Sleepy Tulamben village, situated on Bali's north-eastern shore, has long been a Mecca for scuba divers from all over the world. What this site has to offer is not too apparent at first glance, but the visitor will quickly change their mind the second they submerge. The two main dive points at Tulamben are the USAT Liberty Shipwreck to the west of the bay and the drop-off (wall) to the east, both offering very different scuba experiences.
In 1963 Bali's highest volcano, Gunung Agung, erupted causing major damage and loss of life on the island. This eruption also managed to push USAT Liberty to her final resting place 40 meters off shore, in between 9 and 28 meters of water.
Liberty is now Bali's most popular dive, encrusted with many different varieties of soft and hard coral and a very large concentration of fish and other marine life. A must do dive.
The wall dive at the eastern end of the bay is also very worthwhile too. Entering close to the rocks the sandy bottom shelves away and the beginning of a wall appear to the divers right. This becomes vertical at around 15 meters with the bottom gradually dropping away into the blue. Coral and marine life concentrations here are very good too. Particularly interesting is a very large (2 meter) purple gorgonian fan coral positioned on the top of the wall when it gets down to 30 meters.
For macro photographers and those interested in the smaller critters, the black sand slopes and coral gardens between the shipwreck and the wall have been drawing the professionals to Tulamben for years.
Also known as Jemeluk, Amed is situated on Bali's north east shore quite close to the better known dive area of Tulamben. Amed is a small north facing bay with high cliffs on the eastern side and sandy salt flats to the west offering a choice of two dives, one a wall (east) and the other a drift over terracing underwater landscapes. Both of these sites are normally dived from a small local fishing boat from the bay.
At the foot of the cliffs to the east of the bay lies a large coral reef in fairly shallow water.
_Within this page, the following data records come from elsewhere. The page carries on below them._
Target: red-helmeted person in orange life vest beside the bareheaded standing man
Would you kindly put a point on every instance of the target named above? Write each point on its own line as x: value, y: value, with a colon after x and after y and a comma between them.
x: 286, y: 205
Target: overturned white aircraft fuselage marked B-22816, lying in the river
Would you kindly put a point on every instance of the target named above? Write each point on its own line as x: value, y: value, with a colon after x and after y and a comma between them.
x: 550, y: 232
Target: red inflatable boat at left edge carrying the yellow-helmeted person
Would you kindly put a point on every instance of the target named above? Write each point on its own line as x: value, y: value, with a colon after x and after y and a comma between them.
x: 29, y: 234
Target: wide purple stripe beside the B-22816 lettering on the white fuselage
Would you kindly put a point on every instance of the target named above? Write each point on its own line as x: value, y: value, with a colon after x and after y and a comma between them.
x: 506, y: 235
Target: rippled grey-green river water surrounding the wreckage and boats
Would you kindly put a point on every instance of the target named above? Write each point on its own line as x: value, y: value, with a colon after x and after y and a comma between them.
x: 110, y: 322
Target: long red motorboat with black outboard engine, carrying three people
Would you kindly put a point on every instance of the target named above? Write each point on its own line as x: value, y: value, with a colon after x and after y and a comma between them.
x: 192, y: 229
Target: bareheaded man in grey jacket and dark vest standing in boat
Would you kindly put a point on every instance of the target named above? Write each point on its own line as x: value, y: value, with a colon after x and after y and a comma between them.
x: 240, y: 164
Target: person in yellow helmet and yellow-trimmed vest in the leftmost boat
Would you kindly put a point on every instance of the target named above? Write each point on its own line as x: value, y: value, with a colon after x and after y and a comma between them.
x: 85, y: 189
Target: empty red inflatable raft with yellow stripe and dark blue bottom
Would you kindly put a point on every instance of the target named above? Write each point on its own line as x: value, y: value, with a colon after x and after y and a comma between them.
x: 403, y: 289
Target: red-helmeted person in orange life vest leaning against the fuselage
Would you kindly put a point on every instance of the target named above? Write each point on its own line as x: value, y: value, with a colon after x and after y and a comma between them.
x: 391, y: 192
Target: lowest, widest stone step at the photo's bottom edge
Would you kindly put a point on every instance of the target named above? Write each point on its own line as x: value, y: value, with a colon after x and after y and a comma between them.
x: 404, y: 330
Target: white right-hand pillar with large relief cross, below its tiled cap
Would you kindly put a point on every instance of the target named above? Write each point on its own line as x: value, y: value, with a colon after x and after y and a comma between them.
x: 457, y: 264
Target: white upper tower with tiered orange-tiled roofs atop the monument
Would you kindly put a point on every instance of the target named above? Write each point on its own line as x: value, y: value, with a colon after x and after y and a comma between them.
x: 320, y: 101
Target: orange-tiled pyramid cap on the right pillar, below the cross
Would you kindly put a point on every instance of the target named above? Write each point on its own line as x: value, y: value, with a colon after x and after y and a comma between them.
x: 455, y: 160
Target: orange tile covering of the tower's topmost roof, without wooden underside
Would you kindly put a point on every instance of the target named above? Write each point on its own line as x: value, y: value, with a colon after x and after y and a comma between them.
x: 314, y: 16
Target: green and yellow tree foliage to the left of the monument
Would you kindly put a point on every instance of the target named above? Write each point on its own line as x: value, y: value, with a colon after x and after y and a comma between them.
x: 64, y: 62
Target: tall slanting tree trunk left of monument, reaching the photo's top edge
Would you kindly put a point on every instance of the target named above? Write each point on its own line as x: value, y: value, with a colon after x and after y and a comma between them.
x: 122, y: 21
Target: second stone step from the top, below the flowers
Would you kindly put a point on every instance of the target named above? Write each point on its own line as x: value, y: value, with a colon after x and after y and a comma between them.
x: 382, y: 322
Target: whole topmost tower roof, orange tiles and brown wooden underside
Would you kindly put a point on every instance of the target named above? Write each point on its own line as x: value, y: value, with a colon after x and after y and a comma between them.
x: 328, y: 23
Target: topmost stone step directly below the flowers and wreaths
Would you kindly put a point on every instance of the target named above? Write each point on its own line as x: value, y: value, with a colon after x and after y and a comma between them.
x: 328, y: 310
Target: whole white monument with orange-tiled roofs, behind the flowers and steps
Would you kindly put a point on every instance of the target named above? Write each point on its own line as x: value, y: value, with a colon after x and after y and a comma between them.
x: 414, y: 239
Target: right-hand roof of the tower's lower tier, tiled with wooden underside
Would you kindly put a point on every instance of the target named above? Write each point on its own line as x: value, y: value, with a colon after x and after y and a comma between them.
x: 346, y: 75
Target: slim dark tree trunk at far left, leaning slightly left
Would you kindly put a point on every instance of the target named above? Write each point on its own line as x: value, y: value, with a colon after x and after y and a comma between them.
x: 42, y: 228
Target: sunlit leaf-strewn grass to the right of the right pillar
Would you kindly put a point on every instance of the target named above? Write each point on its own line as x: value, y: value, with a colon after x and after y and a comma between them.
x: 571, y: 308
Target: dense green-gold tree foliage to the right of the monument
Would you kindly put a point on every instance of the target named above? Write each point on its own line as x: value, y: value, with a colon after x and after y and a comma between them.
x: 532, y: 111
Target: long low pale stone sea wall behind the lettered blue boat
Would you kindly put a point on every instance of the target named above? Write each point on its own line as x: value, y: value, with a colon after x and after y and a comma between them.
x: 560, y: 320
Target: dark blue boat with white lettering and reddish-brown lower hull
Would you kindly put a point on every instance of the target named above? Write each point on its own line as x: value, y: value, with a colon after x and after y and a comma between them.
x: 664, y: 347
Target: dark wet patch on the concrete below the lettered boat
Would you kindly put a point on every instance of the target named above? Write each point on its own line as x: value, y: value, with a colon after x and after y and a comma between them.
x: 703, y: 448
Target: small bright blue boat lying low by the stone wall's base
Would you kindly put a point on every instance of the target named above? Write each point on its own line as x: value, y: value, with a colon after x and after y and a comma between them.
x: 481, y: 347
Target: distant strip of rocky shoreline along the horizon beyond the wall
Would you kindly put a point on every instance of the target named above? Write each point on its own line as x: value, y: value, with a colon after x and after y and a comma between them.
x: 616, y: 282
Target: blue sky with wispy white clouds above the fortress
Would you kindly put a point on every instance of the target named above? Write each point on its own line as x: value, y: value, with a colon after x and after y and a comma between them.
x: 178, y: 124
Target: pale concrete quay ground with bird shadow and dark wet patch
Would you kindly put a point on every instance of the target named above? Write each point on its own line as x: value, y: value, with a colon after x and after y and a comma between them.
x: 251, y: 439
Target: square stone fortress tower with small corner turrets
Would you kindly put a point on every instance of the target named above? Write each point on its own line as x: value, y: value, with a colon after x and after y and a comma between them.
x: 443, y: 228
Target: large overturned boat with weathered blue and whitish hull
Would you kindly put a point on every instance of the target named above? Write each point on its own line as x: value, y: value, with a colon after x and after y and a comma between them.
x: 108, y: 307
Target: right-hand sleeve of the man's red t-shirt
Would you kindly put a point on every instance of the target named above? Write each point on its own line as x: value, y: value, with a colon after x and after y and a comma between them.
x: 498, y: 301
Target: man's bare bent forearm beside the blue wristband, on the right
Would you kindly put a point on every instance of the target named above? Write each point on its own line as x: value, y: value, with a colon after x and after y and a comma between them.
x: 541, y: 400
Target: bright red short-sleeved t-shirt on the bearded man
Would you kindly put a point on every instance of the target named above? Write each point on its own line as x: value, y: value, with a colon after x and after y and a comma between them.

The corals here are some of the best that can be seen in Bali. As the reef spreads out seaward it suddenly plunges down about 50 meters out from the cliff bottom forming a wall that runs eastward into the next bay around the headland.
Again dependent on current direction, these descending terraces provide stunning panoramas, and visibility can sometimes be excellent. Starting in relatively shallow water these slopes step down and out of sight into the ocean. At some points the terraces do turn into vertical walls but this cannot be considered a wall dive.
At both sites there are good concentrations of fish, with a fair sprinkling of white tip sharks. Our staff have also sighted the rare Sunfish (Mola Mola) and Manta Rays at both dive points.